Cardiff Royal Infirmary opened in 1883 as the Glamorgan and Monmouthshire Infirmary, as a replacement to the Glamorgan and Monmouthshire Infirmary and Dispensary, which had been housed elsewhere in Cardiff for almost 50 years.
The Marquess of Bute, responsible for many of Cardiff's landmarks, gifted the land for the hospital, which originally contained 100 beds. The chapel and Edwardian stone frontage, now the new main entrance, were added in the early
part of the 20th century.
The continuing use of the CRI site as a health and wellbeing centre ensures that the land is used in accordance with the original covenant, which said it must be used as an infirmary and dispensary.

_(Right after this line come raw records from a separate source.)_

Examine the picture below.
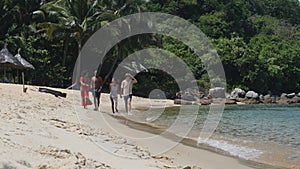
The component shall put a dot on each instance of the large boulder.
(283, 96)
(291, 95)
(268, 99)
(237, 93)
(217, 92)
(251, 95)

The infirmary buildings are all currently Grade II listed but this will be removed for those areas of the hospital that have been added in recent decades, leaving only the core of the 130-year-old buildings free for the redevelopment.
The 130-year-old Victorian buildings will be given a new lease of life after closing 10 years ago and following a decade of failed plans for their future.
The new roof
The four-year development plan started with the demolition of the unwanted parts of the site which have been added to the eight- acre site in recent decades.
Camilleri Roofing were appointed to undertake the roof renewal works, which began in December 2010. The 4,000 roof renewal was completed in March 2014, with a final account value in excess of £600,000.
The completed project will provide a £40m health and wellbeing centre for the city.